The negative: McNeese State gained 420 yards (5.6 per play). They completed 31 of 41 passes for 325 yards (7.9 per pass, 76% completion rate) and scored 24 points against KU's first-string defense. By the way: Chandler Harnish and Northern Illinois are heading to town this weekend.
Woof. K-State needed a 33-yard pass to Chris Harper with 1:39 left to a) break into double-digits in the scoring column and b) beat Eastern Kentucky by three. They outgained EKU by 174 (303-129) but fumbled five times (they lost four) and threw a pick. A minus-3 turnover margin will keep underdogs in the game. Heading into the game-winning drive, quarterback Collin Klein had generated 62 yards in 19 pass attempts (3.3 per attempt), but he completed three passes for 51 yards on said drive. On the plus side, nine KSU defenders registered tackles for loss, and even though this was just Eastern Kentucky, this defense probably looked more like the trademark "Bill Snyder Defense" from the 1990s than at any point since Snyder's return.
Brown Watch: Arthur had 4.0 tackles, 0.5 sacks. Bryce had 16 yards on three carries and one catch for three yards.

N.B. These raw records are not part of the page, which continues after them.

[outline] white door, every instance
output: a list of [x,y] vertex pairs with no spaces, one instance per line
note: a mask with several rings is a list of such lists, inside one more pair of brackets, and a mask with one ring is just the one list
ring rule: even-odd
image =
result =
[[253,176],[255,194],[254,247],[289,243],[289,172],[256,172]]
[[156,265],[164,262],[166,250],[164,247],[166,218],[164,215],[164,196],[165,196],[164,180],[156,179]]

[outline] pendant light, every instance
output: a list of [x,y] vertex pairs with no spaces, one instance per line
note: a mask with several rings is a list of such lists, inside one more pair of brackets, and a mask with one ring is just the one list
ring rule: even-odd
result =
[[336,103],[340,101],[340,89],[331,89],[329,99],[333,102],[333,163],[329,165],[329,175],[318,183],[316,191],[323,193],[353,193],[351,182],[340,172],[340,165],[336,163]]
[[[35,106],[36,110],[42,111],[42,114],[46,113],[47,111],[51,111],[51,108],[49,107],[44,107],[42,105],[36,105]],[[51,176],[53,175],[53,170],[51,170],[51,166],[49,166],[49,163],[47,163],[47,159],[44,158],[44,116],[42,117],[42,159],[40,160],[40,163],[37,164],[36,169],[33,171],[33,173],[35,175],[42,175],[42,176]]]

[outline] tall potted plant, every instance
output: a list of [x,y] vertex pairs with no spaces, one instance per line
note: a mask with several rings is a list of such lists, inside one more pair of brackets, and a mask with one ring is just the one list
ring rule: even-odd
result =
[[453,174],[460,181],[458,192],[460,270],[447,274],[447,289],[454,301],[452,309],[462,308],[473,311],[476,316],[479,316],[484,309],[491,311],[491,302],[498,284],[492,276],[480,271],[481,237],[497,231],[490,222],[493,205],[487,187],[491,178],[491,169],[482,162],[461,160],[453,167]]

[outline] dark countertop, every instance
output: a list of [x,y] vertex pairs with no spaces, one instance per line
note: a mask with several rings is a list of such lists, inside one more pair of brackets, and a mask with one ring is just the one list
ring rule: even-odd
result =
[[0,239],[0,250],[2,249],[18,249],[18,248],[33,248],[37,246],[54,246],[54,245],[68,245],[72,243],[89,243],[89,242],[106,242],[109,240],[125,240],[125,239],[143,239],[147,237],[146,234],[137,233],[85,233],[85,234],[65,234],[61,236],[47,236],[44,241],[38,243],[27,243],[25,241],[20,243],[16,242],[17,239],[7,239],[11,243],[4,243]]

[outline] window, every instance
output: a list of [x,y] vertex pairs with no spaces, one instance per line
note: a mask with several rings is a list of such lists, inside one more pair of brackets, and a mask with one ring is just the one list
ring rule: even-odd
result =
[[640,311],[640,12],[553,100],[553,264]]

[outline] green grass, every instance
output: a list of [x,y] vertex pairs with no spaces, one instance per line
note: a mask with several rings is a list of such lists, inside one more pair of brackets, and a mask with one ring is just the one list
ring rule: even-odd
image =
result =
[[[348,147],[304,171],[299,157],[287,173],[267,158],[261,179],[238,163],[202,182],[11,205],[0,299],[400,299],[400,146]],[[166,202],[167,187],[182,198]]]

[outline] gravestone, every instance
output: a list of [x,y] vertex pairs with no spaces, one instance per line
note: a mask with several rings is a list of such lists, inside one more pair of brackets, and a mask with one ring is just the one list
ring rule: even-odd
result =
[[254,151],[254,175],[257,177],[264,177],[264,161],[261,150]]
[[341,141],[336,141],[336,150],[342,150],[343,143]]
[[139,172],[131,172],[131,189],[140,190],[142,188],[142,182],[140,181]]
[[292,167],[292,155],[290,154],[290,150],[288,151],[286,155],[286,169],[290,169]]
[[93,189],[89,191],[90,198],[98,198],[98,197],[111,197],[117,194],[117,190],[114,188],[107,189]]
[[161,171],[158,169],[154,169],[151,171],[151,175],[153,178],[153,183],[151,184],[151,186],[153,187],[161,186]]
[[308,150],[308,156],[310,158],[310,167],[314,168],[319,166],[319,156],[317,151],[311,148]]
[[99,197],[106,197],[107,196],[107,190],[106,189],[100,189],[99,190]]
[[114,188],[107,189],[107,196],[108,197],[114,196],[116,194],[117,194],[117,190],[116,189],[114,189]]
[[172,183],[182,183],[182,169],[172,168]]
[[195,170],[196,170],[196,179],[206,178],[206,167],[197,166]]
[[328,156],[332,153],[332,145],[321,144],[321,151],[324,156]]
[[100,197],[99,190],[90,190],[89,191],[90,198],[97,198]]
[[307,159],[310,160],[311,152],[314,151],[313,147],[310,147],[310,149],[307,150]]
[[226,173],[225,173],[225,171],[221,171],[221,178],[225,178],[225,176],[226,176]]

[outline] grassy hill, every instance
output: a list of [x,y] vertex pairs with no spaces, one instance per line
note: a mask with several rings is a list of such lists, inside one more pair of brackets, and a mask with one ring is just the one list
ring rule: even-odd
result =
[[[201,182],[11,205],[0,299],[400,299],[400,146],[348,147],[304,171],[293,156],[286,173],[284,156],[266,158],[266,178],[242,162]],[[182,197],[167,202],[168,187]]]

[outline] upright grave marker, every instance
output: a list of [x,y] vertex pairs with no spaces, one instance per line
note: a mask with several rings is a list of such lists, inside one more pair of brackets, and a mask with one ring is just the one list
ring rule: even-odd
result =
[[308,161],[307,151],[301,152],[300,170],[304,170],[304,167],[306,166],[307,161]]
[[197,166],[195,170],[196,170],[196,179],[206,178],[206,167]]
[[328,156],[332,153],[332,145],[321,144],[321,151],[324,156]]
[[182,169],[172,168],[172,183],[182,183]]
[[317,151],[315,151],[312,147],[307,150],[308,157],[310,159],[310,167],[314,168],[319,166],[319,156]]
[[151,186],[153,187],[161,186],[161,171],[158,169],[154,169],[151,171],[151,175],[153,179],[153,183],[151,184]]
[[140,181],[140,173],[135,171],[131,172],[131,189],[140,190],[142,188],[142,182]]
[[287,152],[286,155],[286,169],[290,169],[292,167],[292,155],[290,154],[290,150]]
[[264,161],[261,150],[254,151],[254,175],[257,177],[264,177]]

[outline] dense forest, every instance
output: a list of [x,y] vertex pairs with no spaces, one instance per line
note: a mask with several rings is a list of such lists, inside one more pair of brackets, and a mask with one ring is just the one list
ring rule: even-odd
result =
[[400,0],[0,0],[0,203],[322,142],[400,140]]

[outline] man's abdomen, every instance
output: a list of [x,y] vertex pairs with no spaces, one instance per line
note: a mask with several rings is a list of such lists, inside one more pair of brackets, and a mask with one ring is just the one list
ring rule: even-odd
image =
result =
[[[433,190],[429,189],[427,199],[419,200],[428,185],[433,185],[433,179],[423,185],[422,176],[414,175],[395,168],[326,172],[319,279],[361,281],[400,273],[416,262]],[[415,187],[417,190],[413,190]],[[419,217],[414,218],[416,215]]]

With 1:36 remaining in the first quarter, Texas Tech trailed Texas State, 10-0. They had run 10 plays for 27 yards and lost a fumble. TSU, meanwhile, had generated 86 yards in 20 plays. Over the game's final 46:36, Tech outscored TSU 50-0 and gained 478 yards to TSU's 245. We'll write this off as a false start. Tech dominated, throwing in some crazy fumbles luck (seven recoveries of eight combined fumbles) just for good measure. That TSU managed 263 pre-sack rushing yards is alarming, but otherwise this game will end up rather forgettable.